Reputation: 7038
I have a Rails app with a model (table) that has 1,500,000 records, with text field size ranging from 50 to 8000 characters.
I need to ensure that a text field is unique. Since I can't use MySQL unique index on text field, my solution is to convert my text field into a hash ( using Digest::SHA256.hexdigest) and save this hash into a varchar field called "body_hash". Then add a unique index, on that field.
Questions:
Upvotes: 0
Views: 587
Reputation: 5124
You may want to consider generating this checksum / digest in the DB itself. This would be faster to back fill values for existing data rather than process in Ruby.
Combining MySQL's CREATE_DIGEST
to populate a body_digest
column:
CREATE_DIGEST('SHA512', 'The quick brown fox');
https://dev.mysql.com/doc/refman/8.0/en/enterprise-encryption-functions.html#function_create-digest
And an BEFORE INSERT
/ BEFORE UPDATE
trigger to set this checksum value:
https://dev.mysql.com/doc/refman/8.0/en/trigger-syntax.html
Worth mentioning there's a Ruby library for declaring database triggers on ActiveRecord models: https://github.com/jenseng/hair_trigger
Upvotes: 1
Reputation: 211560
The Rails solution is a before_save
hook. You could also do this with a database trigger but that's a lot more messy and brittle.
SHA256 is probably fine here, as it's SHA2-based. The chance of a collision should be vanishingly small.

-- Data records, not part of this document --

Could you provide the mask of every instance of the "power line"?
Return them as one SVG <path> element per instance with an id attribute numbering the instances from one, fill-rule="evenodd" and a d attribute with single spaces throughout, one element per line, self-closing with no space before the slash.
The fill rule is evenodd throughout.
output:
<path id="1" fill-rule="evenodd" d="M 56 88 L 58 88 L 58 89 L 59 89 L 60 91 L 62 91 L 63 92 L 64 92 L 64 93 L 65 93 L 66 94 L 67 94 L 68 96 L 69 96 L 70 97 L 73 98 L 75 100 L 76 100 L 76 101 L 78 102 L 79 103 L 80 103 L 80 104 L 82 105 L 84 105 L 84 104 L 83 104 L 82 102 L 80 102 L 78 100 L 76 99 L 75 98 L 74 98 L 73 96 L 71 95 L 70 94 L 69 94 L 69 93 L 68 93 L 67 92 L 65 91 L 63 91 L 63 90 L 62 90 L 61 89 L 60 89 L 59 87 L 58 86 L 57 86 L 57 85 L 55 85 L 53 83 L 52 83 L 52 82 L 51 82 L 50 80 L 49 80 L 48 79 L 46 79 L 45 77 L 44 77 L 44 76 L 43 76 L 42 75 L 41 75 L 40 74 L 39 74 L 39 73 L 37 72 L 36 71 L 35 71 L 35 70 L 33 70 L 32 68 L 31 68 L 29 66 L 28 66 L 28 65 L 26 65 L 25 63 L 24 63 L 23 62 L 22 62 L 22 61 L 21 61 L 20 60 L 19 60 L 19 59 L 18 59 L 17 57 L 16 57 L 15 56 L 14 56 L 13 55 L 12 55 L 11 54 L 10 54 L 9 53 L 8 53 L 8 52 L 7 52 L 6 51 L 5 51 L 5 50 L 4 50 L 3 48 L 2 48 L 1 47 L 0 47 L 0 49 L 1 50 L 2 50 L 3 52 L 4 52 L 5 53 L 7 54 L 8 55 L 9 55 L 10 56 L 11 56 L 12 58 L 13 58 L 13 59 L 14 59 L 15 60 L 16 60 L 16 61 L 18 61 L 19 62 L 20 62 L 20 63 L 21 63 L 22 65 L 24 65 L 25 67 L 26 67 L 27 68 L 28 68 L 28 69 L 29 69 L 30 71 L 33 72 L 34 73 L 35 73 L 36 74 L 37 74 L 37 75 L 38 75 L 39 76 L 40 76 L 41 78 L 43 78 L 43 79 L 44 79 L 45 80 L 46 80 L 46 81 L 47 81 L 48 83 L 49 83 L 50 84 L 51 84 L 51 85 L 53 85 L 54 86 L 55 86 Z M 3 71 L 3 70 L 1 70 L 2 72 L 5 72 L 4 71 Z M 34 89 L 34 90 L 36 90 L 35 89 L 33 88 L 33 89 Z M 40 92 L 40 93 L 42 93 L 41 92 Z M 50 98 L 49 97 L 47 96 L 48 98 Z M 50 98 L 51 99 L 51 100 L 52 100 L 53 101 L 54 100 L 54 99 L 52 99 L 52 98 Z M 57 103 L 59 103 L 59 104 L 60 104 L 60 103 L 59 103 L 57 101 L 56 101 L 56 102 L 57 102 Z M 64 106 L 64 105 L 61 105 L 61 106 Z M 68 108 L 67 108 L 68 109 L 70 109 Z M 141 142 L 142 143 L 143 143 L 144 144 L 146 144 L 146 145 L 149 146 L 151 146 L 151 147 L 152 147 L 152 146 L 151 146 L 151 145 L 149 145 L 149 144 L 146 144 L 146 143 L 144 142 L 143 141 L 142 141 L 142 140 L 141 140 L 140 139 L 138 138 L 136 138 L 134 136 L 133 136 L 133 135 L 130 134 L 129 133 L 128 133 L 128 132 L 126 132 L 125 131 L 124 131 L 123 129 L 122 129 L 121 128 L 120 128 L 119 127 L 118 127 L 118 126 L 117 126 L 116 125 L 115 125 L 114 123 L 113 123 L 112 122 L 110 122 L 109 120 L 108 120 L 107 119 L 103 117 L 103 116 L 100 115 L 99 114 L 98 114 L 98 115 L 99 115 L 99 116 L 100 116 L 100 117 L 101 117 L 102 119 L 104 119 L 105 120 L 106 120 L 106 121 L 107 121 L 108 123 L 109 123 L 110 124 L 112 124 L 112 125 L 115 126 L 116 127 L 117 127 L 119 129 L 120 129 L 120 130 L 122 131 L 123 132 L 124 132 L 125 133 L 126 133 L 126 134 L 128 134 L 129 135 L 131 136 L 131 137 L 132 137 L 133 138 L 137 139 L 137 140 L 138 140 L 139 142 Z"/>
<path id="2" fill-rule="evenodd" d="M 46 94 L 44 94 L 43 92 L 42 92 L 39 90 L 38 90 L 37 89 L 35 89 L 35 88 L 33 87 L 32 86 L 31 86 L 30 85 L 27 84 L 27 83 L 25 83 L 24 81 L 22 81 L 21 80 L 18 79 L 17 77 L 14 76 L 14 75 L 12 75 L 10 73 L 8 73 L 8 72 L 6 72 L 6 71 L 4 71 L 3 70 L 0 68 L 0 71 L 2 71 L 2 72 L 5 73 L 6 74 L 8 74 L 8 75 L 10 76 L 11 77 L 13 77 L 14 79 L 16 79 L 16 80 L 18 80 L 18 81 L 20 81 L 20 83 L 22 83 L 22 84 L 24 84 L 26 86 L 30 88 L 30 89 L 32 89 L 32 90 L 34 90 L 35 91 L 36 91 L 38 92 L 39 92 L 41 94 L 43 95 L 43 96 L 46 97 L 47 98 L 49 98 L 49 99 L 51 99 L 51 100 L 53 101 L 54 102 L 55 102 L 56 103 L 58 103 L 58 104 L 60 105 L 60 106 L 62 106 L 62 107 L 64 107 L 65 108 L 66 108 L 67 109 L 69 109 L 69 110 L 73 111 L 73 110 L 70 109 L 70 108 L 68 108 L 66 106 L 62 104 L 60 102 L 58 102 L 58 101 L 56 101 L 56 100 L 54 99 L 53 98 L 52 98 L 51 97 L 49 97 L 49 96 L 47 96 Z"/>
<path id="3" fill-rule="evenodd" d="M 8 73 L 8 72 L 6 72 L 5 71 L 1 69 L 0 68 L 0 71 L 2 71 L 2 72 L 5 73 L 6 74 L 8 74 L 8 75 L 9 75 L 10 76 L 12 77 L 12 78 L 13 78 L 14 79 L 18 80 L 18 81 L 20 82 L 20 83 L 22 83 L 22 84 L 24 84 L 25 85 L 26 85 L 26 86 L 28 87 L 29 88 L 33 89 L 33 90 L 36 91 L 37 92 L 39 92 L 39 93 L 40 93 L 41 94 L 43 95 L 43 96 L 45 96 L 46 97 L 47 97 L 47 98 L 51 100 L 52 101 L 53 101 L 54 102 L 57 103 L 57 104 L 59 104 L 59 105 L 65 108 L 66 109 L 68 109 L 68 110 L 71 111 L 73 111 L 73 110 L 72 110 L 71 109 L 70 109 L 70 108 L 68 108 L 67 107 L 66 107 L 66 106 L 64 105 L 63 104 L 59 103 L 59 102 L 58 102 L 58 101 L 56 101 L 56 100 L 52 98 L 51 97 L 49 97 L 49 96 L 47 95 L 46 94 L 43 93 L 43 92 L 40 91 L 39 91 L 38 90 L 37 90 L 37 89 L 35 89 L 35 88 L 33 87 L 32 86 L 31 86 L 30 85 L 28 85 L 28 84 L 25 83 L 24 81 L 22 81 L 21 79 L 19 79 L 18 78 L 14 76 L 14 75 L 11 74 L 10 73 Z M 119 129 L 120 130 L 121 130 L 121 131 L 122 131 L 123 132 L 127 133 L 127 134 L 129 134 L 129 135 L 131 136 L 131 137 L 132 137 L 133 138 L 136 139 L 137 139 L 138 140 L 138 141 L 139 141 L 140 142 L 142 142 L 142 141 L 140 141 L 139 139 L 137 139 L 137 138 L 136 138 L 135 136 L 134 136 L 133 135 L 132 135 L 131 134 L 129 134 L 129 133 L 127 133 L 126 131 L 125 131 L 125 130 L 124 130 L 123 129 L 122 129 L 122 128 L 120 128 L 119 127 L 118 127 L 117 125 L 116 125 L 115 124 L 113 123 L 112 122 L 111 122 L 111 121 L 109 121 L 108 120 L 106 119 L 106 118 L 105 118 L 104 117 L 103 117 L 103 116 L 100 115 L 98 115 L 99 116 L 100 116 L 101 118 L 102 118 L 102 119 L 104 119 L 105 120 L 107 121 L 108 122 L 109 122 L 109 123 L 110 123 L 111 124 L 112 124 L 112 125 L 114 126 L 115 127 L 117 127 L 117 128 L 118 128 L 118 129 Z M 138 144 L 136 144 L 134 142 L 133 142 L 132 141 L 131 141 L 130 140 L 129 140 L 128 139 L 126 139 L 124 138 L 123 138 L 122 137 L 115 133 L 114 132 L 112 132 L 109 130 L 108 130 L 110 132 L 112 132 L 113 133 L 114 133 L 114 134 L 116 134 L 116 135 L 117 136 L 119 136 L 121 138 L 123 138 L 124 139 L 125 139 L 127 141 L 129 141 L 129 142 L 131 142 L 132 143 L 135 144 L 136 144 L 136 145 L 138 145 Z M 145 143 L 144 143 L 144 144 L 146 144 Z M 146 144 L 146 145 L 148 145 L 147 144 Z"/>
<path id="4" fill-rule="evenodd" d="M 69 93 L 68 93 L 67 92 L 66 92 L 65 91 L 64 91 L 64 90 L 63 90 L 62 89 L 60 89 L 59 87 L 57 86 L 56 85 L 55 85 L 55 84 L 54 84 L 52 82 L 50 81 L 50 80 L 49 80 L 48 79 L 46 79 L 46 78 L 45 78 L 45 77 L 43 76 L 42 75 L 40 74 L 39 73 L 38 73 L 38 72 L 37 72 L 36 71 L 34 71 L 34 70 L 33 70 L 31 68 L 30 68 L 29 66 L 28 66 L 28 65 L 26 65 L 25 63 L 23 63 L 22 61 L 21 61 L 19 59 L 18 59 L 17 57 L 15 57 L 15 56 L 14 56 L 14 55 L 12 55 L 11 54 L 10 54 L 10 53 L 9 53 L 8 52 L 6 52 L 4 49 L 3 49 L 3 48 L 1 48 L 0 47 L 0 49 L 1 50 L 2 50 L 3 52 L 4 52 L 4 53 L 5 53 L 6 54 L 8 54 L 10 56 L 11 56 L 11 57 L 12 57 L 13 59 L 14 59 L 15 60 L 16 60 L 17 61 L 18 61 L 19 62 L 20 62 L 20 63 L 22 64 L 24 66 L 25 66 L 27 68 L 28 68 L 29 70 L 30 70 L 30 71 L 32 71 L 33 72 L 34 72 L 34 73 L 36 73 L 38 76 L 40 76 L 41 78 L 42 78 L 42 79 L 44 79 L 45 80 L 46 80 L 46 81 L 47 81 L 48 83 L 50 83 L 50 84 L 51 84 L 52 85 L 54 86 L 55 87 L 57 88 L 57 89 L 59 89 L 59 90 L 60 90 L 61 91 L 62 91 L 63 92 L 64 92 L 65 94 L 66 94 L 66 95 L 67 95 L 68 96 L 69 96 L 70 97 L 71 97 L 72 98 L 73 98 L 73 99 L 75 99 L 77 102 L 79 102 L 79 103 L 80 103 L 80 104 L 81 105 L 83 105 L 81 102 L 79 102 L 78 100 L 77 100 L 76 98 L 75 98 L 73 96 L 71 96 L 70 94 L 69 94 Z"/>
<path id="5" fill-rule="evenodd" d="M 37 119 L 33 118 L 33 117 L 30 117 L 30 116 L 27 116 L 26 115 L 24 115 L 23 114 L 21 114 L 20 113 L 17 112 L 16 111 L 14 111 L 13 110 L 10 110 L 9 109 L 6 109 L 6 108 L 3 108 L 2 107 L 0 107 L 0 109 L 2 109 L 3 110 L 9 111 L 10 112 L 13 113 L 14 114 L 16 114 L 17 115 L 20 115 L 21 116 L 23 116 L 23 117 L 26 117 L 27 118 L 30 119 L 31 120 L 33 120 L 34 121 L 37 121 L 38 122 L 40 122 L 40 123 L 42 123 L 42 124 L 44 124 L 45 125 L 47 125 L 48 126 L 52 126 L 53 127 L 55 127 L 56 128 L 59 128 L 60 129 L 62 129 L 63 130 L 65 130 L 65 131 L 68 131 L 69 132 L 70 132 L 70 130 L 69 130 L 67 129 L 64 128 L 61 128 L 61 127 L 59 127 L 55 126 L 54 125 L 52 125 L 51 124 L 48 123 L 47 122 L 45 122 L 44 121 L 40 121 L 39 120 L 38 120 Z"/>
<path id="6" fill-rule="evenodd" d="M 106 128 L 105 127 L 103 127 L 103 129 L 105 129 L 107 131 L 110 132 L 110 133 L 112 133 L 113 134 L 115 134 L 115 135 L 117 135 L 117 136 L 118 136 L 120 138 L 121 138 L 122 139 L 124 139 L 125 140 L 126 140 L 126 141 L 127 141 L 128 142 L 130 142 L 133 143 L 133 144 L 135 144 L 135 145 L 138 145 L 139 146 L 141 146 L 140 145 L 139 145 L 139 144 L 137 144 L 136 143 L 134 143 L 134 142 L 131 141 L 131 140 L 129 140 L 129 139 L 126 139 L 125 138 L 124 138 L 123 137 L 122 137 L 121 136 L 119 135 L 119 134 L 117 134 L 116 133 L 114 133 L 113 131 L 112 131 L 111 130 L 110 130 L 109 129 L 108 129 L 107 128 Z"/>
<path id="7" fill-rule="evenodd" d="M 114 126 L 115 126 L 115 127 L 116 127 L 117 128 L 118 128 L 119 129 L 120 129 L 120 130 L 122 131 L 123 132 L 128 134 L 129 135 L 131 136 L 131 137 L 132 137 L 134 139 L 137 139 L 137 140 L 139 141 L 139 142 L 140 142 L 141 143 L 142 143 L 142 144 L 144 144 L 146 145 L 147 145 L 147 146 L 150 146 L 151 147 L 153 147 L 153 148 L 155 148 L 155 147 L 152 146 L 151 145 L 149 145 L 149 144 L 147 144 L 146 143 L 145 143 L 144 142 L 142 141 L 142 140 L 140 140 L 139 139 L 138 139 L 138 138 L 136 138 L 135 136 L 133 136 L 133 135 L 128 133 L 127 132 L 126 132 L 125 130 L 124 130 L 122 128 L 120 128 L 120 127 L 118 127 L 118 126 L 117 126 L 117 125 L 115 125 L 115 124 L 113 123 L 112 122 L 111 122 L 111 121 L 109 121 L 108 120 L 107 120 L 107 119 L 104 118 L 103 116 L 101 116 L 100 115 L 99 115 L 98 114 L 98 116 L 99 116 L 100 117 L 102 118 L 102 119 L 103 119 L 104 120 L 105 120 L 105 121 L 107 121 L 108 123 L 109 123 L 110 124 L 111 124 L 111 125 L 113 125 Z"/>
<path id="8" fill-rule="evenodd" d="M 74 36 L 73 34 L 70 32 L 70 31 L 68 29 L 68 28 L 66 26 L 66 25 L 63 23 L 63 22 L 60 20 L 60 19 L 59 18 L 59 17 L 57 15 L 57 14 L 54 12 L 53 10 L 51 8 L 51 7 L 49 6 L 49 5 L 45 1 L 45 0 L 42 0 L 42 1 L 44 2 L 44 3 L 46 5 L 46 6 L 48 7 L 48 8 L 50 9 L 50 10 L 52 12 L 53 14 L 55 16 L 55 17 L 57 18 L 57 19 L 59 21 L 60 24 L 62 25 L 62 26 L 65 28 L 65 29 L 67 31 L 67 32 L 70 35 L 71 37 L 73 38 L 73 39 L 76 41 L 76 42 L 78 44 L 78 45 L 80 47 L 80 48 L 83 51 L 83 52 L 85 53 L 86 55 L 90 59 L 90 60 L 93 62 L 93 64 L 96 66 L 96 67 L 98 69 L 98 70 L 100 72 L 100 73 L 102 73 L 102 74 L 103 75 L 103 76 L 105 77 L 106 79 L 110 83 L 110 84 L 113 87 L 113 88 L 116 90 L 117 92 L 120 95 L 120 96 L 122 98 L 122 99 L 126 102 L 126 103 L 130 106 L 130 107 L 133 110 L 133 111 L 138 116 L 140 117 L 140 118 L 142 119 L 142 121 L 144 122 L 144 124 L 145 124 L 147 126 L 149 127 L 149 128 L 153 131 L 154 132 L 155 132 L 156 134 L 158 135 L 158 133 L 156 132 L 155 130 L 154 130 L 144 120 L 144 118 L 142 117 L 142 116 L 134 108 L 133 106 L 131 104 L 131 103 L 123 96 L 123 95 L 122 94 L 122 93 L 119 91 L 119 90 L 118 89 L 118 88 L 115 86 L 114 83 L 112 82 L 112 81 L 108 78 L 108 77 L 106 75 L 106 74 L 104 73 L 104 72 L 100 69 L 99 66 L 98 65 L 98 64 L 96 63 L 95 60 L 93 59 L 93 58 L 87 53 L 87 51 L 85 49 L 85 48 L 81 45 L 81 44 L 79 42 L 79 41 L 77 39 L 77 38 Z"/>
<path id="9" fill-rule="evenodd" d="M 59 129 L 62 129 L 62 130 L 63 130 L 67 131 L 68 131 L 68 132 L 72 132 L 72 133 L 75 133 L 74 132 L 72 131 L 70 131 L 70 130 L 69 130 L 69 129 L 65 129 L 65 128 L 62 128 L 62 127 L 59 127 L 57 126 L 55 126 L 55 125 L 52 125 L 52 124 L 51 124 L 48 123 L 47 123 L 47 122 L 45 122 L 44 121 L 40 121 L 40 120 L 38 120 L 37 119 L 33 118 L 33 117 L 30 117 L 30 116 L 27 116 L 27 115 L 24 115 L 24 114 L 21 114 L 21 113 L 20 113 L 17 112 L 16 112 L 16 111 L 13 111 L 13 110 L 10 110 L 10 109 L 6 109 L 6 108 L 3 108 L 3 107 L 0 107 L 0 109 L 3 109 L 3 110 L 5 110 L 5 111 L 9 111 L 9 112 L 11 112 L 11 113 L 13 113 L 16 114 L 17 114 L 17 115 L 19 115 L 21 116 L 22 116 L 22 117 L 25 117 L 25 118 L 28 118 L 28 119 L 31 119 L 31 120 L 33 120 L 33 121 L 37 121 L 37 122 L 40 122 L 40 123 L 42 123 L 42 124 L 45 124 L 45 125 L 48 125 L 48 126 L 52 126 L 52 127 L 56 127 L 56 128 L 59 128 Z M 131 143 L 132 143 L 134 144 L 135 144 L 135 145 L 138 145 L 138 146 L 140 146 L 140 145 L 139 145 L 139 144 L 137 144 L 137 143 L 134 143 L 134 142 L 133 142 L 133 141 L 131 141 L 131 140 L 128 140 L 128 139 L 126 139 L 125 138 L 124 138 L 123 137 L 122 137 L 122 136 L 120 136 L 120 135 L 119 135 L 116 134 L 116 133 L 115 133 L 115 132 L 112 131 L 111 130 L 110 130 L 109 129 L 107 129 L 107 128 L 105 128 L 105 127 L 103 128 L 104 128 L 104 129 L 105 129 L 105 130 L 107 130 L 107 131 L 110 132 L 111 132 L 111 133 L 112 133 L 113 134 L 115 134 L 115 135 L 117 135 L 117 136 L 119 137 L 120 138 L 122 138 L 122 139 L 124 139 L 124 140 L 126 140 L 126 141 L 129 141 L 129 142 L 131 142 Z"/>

Using a consistent length hash instead of the text for the unique index is actually a great idea because MySQL's indexes get larger for longer strings. A short hex-string is a lot easier for the indexing engine to handle and still provides the uniqueness constraint you want.
MySQL's unique constraints actually provide an ordering mechanism as well, that's the source of pain here, but if you aren't concerned with ordering the hash solution is a great alternative.
Upvotes: 1